We have become so used to staring at our little black screens; we believe this represents the ultimate form of a personal device. However, there is new technology on the horizon that will integrate into our daily lives in ways we can only begin to imagine.

These innovations will span many markets and fulfil as yet unmet needs in personal wellbeing, remote disease management and drug interaction monitoring to name but a few. If the past is anything to go by, it will be Apple, spurred on by the buzz surrounding the launch of Pebble who could awaken our senses to what is possible. Their aim, to create the emotional desire for products that will compete for the real estate on our wrist including the right to monitor and transmit our vital signs. This, however, is only the start of the innovation journey. Professional medicine diagnosis is itself about to be turned on its head with the development of multi-functional ‘tricorder’ devices last seen decades ago in Star Trek and remained part of science fiction folklore until now.

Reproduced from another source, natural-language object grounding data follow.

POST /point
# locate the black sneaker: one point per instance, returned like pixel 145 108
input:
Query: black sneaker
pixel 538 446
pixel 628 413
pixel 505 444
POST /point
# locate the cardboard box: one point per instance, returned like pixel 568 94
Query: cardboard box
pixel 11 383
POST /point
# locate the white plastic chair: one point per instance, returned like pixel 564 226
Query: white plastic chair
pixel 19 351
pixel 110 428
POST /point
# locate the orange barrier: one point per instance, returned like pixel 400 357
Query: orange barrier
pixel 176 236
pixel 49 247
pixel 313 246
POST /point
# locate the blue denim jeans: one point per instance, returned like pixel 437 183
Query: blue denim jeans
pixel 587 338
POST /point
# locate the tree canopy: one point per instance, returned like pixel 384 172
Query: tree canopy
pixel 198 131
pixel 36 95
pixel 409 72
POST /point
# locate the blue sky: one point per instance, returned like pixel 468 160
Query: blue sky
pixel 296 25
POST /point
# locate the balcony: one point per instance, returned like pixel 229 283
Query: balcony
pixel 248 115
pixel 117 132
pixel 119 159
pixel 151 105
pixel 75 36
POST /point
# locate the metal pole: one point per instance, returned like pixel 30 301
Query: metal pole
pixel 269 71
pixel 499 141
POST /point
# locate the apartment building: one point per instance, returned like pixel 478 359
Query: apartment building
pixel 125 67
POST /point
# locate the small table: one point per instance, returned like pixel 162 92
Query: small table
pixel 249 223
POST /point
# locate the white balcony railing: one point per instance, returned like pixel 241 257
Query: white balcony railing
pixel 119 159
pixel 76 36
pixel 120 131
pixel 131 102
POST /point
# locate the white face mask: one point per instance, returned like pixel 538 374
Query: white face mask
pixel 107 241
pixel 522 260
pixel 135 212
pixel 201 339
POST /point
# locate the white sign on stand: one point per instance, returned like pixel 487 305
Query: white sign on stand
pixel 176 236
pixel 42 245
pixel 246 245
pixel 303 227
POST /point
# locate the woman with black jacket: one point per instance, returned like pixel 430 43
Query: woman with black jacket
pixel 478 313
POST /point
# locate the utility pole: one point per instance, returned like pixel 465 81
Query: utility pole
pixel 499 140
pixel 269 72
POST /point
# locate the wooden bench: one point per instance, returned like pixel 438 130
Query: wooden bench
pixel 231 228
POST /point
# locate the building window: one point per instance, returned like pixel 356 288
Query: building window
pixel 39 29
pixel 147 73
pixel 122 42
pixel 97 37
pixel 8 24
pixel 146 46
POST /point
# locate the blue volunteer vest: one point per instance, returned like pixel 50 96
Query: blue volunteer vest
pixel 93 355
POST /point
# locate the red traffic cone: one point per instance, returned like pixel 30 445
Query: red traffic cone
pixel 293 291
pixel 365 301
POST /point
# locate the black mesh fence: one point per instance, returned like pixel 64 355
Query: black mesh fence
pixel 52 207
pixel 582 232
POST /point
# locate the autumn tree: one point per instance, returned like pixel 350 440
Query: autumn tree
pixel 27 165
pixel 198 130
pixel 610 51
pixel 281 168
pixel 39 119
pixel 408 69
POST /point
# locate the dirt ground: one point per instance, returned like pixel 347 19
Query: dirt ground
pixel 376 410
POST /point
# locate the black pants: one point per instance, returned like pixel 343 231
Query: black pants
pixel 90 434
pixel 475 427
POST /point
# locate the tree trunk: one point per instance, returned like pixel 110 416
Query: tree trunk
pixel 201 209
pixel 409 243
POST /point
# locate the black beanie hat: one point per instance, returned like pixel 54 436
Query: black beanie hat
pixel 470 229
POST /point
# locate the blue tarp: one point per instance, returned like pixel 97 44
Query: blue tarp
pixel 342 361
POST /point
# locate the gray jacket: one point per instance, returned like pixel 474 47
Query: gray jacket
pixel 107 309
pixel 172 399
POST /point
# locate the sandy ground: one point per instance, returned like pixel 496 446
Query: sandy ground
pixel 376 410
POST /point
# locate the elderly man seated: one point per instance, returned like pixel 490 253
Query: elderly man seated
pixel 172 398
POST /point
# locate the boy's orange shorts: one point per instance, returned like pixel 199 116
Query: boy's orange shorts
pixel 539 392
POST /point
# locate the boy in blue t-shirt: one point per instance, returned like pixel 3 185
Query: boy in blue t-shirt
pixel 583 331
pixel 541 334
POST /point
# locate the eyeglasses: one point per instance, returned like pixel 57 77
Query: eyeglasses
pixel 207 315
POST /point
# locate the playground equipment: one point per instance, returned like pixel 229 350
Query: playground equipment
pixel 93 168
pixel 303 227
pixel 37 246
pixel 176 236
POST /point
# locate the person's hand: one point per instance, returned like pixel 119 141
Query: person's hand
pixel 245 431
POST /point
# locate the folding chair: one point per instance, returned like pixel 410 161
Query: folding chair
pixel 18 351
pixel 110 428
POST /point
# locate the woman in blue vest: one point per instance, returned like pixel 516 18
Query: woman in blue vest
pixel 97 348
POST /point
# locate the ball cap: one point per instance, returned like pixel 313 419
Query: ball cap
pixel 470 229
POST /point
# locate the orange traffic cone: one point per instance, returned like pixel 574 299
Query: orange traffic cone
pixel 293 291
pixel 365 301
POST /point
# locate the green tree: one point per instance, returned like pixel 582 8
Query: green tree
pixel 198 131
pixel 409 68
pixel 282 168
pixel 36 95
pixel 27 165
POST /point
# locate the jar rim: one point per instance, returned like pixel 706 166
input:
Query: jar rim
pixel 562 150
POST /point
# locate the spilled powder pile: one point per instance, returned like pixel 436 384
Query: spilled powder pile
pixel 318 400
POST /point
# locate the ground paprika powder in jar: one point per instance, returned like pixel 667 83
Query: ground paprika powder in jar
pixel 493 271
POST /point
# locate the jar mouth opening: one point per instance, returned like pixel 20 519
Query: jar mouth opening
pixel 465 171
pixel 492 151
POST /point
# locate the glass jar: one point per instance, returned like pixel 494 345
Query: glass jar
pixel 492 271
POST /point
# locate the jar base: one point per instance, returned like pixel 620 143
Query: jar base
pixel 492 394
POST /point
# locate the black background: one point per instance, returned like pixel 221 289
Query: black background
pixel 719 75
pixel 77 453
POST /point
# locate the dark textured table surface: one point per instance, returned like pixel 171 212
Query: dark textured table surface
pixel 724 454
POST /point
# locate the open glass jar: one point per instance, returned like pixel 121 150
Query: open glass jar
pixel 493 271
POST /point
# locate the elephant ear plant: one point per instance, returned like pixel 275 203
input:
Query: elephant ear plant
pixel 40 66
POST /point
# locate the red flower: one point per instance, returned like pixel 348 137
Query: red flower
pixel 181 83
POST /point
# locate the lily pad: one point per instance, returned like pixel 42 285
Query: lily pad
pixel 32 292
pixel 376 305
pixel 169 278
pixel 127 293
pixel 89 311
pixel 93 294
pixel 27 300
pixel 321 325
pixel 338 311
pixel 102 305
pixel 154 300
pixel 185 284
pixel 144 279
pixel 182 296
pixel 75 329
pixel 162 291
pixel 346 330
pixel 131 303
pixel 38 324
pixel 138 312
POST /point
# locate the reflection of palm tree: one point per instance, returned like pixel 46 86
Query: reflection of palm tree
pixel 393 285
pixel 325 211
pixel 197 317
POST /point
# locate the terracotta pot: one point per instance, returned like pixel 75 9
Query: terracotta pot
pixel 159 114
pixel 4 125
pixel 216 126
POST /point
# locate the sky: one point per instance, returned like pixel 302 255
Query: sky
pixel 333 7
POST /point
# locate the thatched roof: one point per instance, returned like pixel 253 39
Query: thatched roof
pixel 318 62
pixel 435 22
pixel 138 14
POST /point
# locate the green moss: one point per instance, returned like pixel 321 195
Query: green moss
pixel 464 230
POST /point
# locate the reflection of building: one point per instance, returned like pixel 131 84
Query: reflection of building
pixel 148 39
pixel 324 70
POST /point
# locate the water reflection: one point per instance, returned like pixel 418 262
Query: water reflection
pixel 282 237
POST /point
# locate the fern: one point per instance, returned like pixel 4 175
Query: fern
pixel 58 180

Behind the scenes, within technology industry clusters there are fruitful collaborations between healthcare, mobile technology and software companies. These partnerships are driving breakthroughs in screening, disease management and drug therapy management. Apps that turn handheld devices into eye scanners can monitor your retina for signs of heart disease. Plug-ins to your mobile phone can monitor vital chemical imbalances highlighting disease progression rates. Diagnostic apps for remote alerts of untoward drug effects are already in development. Such is the potential, several companies including The X Prize Foundation and Qualcomm are offering substantial prizes for a working medical ‘tricorder’ device.

Just when mobile phone technology appears to be slowing, a new phase of innovation is about to be unleashed. Wrist based personal devices and personal medical assistants are coming on stream driven by improved collaboration and ever more powerful technologies. Within five years remote monitoring is likely to transform outcomes in many difficult to treat disease areas. It appears the technology revolution is about to give medicine a serious helping hand.